Lionel Escombe
- Full name: Lionel Hunter Escombe
- Country (sports): United Kingdom
- Born: 20 June 1874 Colony of Natal
- Died: 15 October 1914 (aged 40) London, England
- Turned pro: 1890 (amateur tour)
- Retired: 1909

Singles

Grand Slam singles results
- Wimbledon: QF (1907, 1909)

Other tournaments
- Olympic Games: 1R (1908^{In})

= Lionel Escombe =

British tennis player

Lionel Hunter Escombe (20 June 1874 – 15 October 1914) was a British male tennis player. He competed for Great Britain in the tennis event at the 1908 Summer Olympics where he took part in the men's indoor singles and indoor doubles event. In the singles competition, he lost in the first round to Gunnar Setterwall in straight sets. In the doubles, he partnered with Major Ritchie and, after a bye in the quarter-finals, reached the semifinal in which they were defeated by compatriots Arthur Gore and Herbert Roper Barrett. They subsequently lost the match for third place and the bronze medal against Wollmar Boström and Gunnar Setterwall.
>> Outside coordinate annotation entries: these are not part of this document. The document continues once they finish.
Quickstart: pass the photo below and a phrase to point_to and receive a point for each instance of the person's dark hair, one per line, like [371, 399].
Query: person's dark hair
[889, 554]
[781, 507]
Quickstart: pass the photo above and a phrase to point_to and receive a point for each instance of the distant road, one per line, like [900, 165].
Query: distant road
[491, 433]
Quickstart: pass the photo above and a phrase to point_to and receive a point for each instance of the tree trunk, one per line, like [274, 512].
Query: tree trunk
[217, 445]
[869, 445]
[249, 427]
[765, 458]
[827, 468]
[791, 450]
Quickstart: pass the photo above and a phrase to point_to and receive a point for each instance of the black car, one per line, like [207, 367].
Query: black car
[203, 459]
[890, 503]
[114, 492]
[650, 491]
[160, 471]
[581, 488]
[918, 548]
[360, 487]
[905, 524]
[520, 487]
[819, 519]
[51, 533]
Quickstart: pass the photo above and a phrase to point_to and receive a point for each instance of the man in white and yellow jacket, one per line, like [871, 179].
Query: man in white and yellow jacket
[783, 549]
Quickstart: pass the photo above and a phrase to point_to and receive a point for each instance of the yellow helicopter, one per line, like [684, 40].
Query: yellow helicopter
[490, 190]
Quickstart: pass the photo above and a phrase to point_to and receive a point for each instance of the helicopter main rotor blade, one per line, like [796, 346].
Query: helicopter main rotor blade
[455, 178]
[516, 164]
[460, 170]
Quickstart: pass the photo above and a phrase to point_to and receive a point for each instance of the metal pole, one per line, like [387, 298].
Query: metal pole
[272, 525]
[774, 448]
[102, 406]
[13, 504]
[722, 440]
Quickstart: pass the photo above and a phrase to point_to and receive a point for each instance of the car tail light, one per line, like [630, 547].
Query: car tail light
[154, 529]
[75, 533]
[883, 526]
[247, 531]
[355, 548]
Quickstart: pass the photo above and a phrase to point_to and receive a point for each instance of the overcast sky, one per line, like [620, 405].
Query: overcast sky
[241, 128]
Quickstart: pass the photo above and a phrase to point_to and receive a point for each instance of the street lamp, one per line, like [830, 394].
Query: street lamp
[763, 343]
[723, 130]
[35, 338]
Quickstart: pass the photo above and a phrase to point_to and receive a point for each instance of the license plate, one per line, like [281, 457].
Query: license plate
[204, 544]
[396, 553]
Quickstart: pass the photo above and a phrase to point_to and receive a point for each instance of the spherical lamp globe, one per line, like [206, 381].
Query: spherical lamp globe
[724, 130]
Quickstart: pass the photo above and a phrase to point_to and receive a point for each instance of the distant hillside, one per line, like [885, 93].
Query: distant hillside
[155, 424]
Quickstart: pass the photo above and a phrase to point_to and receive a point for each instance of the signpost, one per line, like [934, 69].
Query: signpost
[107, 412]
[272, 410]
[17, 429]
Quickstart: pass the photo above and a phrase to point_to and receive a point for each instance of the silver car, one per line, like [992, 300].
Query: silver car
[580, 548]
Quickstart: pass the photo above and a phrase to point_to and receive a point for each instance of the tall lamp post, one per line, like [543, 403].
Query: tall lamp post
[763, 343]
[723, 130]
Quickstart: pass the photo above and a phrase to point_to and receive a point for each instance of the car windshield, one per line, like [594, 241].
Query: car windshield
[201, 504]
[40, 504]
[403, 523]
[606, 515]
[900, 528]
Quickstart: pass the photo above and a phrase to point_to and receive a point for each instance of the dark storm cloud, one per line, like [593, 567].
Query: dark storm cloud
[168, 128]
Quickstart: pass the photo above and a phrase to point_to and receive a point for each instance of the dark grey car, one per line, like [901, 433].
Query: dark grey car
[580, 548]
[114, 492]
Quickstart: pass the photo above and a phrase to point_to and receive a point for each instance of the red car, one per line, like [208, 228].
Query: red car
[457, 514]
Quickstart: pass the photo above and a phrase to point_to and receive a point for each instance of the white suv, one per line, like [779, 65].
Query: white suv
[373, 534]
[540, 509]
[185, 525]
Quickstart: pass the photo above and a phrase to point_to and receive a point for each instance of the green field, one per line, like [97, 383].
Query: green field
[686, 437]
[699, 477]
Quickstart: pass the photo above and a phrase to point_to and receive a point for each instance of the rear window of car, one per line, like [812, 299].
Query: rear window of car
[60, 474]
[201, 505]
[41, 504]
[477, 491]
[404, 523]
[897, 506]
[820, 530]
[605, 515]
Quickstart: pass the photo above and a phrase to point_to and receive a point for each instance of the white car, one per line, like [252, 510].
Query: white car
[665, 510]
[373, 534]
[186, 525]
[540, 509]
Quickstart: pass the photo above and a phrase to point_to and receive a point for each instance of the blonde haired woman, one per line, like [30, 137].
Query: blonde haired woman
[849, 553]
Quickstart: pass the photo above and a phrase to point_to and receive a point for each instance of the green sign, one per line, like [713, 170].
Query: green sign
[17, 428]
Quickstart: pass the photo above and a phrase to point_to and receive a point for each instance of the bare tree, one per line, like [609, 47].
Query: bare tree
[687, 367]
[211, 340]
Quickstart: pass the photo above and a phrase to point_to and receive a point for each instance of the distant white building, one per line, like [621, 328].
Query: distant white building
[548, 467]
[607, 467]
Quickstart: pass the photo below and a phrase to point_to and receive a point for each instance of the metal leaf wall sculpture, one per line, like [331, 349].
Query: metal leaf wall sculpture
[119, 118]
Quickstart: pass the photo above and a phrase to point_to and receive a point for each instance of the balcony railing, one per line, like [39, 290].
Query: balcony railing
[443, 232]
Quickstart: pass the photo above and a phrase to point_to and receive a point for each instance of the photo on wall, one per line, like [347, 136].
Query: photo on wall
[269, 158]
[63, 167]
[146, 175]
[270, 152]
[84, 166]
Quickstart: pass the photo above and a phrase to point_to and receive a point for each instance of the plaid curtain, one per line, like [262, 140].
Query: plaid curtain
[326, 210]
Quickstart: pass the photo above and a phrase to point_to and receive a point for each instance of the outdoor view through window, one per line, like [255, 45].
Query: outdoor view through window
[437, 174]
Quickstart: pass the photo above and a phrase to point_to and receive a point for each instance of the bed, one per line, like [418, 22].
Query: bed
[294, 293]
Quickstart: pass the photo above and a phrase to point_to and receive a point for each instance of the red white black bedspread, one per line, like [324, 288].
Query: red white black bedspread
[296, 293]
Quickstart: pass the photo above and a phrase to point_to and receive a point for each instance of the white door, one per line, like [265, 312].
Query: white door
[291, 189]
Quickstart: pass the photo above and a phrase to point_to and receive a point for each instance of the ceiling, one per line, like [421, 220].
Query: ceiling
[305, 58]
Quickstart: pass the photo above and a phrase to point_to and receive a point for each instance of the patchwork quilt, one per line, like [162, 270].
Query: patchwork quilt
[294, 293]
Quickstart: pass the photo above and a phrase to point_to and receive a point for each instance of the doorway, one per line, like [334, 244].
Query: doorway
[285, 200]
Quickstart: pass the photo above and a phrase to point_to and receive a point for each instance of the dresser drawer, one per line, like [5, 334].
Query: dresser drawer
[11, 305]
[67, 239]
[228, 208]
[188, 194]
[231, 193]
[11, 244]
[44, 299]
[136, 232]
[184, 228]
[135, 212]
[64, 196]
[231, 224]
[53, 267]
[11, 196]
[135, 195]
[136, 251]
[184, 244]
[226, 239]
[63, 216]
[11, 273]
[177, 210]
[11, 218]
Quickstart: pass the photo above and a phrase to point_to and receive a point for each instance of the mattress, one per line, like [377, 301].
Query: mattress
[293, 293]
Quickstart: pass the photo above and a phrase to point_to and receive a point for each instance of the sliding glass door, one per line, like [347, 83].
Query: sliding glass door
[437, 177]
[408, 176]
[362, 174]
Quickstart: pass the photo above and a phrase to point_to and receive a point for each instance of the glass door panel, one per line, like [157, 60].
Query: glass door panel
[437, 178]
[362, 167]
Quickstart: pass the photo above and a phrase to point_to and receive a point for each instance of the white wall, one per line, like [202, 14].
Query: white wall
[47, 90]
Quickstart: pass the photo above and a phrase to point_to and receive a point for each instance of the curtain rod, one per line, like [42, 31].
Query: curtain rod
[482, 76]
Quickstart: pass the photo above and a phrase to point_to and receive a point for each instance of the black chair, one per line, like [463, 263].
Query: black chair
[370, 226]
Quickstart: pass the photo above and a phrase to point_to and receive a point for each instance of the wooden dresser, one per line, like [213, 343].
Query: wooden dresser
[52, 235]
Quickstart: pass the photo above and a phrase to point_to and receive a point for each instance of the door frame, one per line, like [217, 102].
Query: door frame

Escombe's best performance at a Grand Slam tournament was reaching the quarter final in the singles event at the 1907 Wimbledon Championships, which he lost in five sets to Wilberforce Eaves. He equaled this performance at the 1907 Wimbledon Championships, this time losing to Herbert Roper-Barrett in straight sets.

Escombe won the Championship of Lucerne in 1902 and the Spanish Championships in 1905.

In 1909, he was runner-up in the men's singles event at the South African Championships, losing in the final to compatriot and multiple Wimbledon champion Reginald Doherty in straight sets.

He died in London on 15 October 1914 as a result of an aneurysm.